Eski MİT Müsteşar Yardımcısı Cevat Öneş anlattı: Yeni İmralı sürecinde Barzani’nin rolü ne?
DEM Parti İmralı heyeti ve Öcalan’ın avukatları önceki gün Mesud Barzani ile dün ise Neçirvan Barzani ile görüştü. Öcalan’dan 3 mektup gittiği açıklandı. İmralı sürecindeki gelişmeleri eski MİT Müsteşar Yardımcısı Cevat Öneş, Gazete Pencere’ye anlattı.

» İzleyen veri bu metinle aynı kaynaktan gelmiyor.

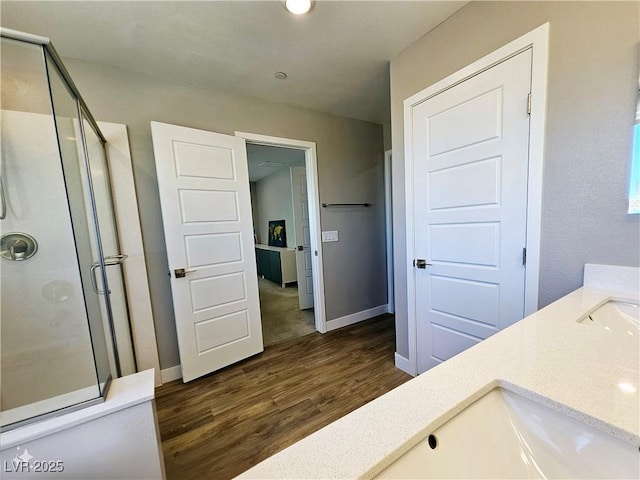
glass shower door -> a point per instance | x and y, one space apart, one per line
121 355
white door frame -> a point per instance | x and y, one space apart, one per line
538 40
388 215
311 165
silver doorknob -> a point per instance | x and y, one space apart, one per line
421 263
181 272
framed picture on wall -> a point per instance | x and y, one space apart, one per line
277 233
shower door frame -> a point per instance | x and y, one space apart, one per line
82 112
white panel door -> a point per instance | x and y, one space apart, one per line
303 237
206 211
470 202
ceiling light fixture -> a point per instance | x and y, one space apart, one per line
298 7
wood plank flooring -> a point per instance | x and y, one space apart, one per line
221 425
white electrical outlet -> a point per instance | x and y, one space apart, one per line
330 236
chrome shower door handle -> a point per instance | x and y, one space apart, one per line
113 260
109 261
94 280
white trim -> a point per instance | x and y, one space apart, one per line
388 213
356 317
538 40
170 374
311 162
48 405
130 236
124 392
404 364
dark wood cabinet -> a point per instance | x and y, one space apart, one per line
276 264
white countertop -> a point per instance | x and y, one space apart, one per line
549 354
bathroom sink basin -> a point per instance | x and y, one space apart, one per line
616 316
504 435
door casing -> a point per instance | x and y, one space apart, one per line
538 40
311 166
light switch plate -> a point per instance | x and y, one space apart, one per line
330 236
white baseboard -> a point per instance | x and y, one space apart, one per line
403 364
356 317
170 374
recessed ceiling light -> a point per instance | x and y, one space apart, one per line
298 7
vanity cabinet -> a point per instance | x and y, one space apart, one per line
276 264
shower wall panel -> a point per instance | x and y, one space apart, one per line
46 349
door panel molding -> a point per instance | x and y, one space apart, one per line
537 40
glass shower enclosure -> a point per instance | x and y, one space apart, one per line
57 348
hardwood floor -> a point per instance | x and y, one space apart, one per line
221 425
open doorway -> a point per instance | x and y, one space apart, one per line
280 213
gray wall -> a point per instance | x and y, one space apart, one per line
592 87
350 168
255 214
274 201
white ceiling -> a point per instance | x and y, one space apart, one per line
264 160
336 57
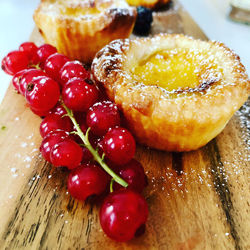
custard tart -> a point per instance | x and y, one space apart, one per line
80 28
148 3
175 92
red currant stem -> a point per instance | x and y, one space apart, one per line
94 152
111 185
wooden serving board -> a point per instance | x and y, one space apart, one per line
197 200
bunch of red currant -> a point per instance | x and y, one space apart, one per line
81 131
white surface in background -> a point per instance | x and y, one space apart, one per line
16 25
212 17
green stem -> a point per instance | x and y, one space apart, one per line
95 154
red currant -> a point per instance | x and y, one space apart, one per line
119 145
44 51
73 69
87 180
14 62
79 95
42 93
40 112
50 140
53 64
133 174
66 153
17 79
31 51
123 214
86 155
53 122
102 116
58 110
27 77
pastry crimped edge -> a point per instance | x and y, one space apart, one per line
157 120
152 5
80 38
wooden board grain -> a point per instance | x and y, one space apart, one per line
197 200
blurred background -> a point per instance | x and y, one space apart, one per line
16 25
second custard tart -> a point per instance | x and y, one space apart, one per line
148 3
175 92
80 28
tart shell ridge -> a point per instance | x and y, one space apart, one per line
180 120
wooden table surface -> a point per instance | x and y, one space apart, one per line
197 200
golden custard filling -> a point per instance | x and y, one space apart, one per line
178 69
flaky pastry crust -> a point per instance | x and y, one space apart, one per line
152 4
80 28
178 120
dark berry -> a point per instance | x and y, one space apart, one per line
119 145
58 110
66 153
53 122
73 69
42 93
17 79
143 21
102 116
31 50
50 140
122 214
79 95
27 77
53 65
15 61
87 180
44 51
133 174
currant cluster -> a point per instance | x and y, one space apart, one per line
81 130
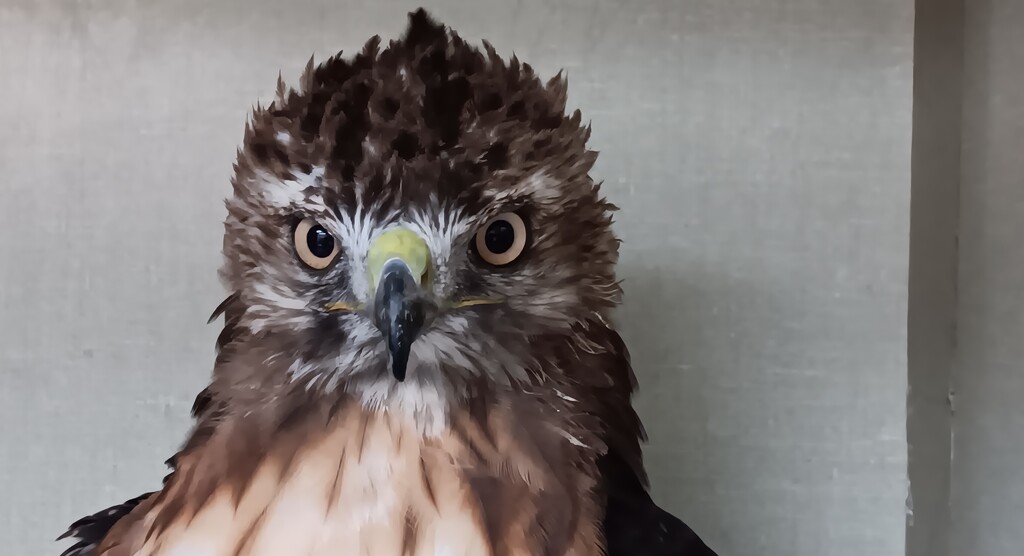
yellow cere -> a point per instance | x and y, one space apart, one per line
398 244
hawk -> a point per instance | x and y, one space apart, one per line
417 354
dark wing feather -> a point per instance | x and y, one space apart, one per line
634 524
90 530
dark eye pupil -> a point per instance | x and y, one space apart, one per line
321 243
500 237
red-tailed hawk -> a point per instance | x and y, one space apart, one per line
417 355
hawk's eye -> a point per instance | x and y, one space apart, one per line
502 240
314 245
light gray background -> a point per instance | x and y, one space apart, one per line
760 150
988 423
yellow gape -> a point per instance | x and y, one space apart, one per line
401 244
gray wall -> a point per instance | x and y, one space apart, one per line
988 424
938 76
760 151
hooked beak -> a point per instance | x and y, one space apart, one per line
397 265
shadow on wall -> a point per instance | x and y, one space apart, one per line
712 456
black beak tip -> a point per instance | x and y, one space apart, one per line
398 368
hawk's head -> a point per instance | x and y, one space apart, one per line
416 219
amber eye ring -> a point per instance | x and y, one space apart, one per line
315 246
502 240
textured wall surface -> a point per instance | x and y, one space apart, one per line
988 424
938 76
760 151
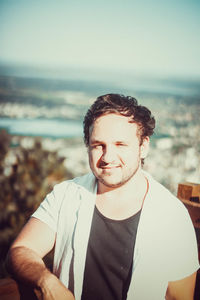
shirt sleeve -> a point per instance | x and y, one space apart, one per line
48 210
183 250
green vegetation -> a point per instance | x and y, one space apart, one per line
27 175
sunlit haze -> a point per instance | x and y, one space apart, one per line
152 37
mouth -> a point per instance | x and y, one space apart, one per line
109 167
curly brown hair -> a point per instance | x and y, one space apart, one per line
123 105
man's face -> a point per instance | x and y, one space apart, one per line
114 150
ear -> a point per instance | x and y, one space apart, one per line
144 148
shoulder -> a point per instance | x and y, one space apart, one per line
86 182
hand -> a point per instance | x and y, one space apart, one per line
51 288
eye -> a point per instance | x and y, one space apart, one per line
121 144
96 146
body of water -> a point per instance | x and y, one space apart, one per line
42 127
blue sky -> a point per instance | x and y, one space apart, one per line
156 37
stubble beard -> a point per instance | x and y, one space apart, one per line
120 183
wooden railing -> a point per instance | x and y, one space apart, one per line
11 290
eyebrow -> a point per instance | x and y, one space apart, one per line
92 142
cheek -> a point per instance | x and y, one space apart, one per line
94 156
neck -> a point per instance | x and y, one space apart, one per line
124 201
127 188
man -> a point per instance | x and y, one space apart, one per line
117 233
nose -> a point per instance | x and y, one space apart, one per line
108 155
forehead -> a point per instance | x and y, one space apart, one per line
113 126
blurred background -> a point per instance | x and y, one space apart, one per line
56 57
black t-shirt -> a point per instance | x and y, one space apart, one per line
109 258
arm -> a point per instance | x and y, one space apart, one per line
182 289
25 261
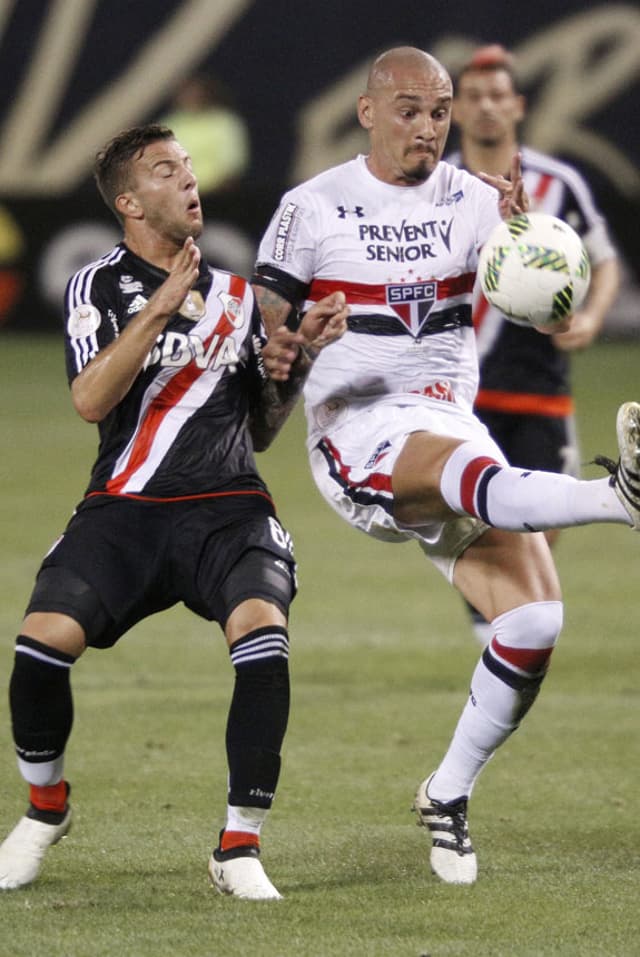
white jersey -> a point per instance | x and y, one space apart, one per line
406 259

Gazete Pencere- Caner Taşpınar

Halkların Eşitlik ve Demokrasi Partisi (DEM Parti) İmralı Heyeti, PKK lideri Abdullah Öcalan ile gerçekleştirdikleri görüşmeler sonrası başlattıkları temaslar kapsamında 16 Şubat 2025’te Kürdistan Demokrat Partisi (KDP) Başkanı Mesud Barzani ile Erbil’de bir araya geldi.

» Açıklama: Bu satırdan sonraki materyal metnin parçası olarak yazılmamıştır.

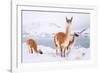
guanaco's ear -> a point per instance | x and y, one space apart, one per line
71 19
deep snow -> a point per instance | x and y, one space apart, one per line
49 54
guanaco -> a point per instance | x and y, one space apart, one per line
33 46
63 40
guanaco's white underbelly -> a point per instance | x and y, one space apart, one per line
65 44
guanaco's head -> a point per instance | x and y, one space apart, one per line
69 19
75 34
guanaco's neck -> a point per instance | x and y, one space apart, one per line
68 29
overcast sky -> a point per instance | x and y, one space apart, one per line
34 20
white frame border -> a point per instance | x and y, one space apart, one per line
54 65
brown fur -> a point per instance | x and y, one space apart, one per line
62 39
33 46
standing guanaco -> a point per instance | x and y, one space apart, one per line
63 40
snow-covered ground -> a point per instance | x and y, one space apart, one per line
49 54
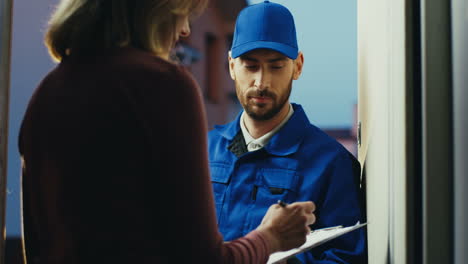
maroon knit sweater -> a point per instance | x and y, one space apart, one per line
115 167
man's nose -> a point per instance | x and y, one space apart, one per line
262 80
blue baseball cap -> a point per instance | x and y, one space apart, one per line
265 26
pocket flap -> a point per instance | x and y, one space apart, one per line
282 179
220 173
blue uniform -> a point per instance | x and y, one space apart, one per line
299 163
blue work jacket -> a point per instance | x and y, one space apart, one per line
299 163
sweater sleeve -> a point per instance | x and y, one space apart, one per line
181 124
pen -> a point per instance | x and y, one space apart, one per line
281 203
327 228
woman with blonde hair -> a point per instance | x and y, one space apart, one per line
113 147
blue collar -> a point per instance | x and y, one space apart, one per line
285 142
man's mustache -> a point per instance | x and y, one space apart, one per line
261 93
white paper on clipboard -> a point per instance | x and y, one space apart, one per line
315 238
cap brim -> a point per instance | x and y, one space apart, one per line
288 51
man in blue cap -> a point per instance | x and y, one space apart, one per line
271 152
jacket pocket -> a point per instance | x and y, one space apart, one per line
271 185
220 176
276 184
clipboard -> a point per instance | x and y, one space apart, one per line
313 239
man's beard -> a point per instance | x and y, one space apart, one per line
277 105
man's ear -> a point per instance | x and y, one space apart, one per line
298 64
231 66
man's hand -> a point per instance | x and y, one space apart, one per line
286 227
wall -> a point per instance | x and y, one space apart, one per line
381 111
460 108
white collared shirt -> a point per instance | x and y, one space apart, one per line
255 144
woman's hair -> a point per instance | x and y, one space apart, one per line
94 26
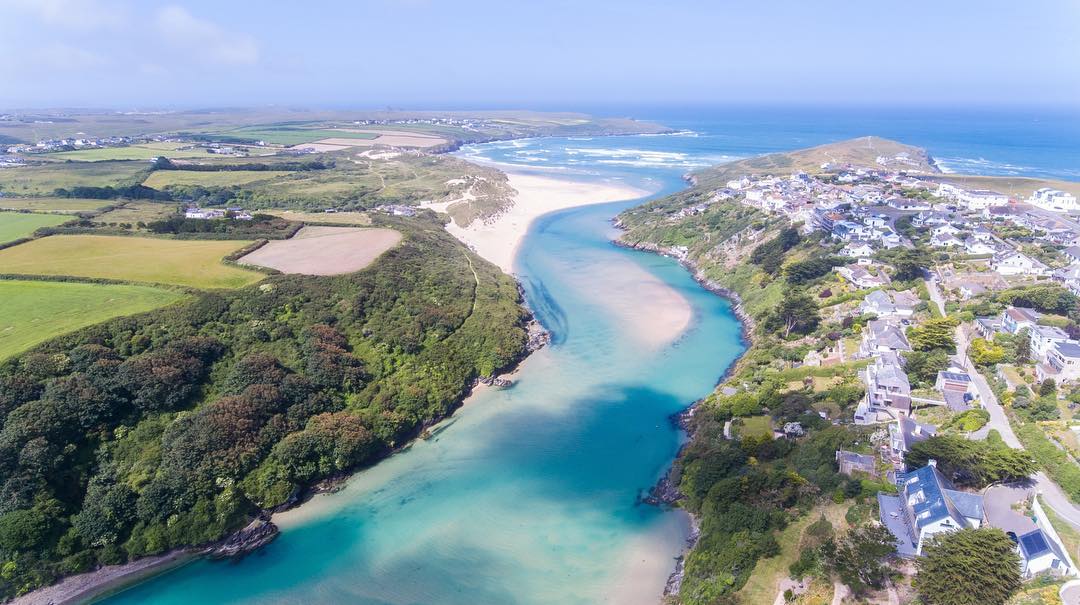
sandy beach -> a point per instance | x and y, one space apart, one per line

Barzani, tüm tarafların sürecin başarıya ulaşması için çaba göstermesi gerektiğini belirterek, Türkiye’de barış sürecine destek vermeye ve sürecin ilerlemesine katkıda bulunmaya hazır olduğunu söyledi.

Heyette İmralı Heyeti üyeleri Pervin Buldan ve Sırrı Süreyya Önder, Demokratik Bölgeler Partisi (DBP) Eş Genel Başkanı Keskin Bayındır, Asrın Hukuk Bürosu’ndan Özgür Erol ve İbrahim Bilmez, DEM Parti Dış İlişkiler Komisyonu Eşsözcüsü Berdan Öztürk, DEM Parti Van Milletvekili Gülcan Kaçmaz Sayyiğit ve Diyarbakır Milletvekili Mehmet Kamaç yer aldı.

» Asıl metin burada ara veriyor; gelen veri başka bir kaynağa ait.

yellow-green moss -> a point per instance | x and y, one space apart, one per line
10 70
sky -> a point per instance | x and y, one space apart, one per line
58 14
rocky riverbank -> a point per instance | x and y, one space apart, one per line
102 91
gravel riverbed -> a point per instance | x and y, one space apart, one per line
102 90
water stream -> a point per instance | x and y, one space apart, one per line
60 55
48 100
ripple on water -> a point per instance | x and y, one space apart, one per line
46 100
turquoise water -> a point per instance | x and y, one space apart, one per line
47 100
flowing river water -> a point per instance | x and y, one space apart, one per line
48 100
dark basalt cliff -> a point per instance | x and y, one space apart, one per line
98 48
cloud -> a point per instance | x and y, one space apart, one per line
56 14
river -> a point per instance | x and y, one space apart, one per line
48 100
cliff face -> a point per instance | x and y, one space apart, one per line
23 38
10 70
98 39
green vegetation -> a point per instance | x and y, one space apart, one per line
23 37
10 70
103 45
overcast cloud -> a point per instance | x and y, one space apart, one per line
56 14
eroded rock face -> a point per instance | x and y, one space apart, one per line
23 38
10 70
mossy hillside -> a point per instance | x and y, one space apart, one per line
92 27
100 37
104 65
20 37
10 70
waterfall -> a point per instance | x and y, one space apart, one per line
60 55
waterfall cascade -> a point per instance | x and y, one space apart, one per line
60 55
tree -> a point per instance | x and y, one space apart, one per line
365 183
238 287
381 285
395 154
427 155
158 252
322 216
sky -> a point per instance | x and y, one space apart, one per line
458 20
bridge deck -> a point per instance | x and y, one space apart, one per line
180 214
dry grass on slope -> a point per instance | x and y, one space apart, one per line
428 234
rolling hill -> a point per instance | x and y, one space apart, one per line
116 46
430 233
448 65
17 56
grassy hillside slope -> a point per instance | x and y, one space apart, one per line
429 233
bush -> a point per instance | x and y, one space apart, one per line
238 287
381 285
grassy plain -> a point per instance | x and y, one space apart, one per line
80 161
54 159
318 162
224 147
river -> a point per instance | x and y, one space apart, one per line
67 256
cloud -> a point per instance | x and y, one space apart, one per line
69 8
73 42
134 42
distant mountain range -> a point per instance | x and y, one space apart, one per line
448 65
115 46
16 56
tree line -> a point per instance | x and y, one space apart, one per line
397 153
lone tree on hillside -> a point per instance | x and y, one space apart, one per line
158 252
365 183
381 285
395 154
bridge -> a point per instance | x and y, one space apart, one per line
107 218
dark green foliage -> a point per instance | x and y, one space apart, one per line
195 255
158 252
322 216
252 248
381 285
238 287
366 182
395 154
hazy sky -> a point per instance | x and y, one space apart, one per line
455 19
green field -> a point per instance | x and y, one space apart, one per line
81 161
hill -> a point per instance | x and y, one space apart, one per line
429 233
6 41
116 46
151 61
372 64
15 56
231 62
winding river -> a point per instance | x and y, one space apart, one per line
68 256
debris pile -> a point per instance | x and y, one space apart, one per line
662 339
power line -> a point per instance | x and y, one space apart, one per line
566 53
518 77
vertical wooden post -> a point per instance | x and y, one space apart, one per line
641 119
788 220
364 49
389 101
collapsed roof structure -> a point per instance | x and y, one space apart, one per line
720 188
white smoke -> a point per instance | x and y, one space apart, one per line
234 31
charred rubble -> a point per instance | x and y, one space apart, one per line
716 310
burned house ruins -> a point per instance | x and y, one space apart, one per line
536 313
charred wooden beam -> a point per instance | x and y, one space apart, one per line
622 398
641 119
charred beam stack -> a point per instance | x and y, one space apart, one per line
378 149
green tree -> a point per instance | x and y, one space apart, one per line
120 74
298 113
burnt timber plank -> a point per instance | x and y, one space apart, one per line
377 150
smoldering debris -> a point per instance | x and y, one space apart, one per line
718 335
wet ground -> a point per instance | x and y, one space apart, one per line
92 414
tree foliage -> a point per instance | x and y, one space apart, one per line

Heyet, bir gün sonra, 17 Şubat 2025’te ise bu kez Irak Kürdistan Bölgesel Yönetimi (IKBY) Başkanı Neçirvan Barzani ile görüştü. Barzani görüşme sonrasında “PKK’nin bu sürece stratejik bir bakış açısıyla yaklaşması ve bu tarihi fırsatı kaçırmaması gerektiğini umut ediyorum” mesajını verdi.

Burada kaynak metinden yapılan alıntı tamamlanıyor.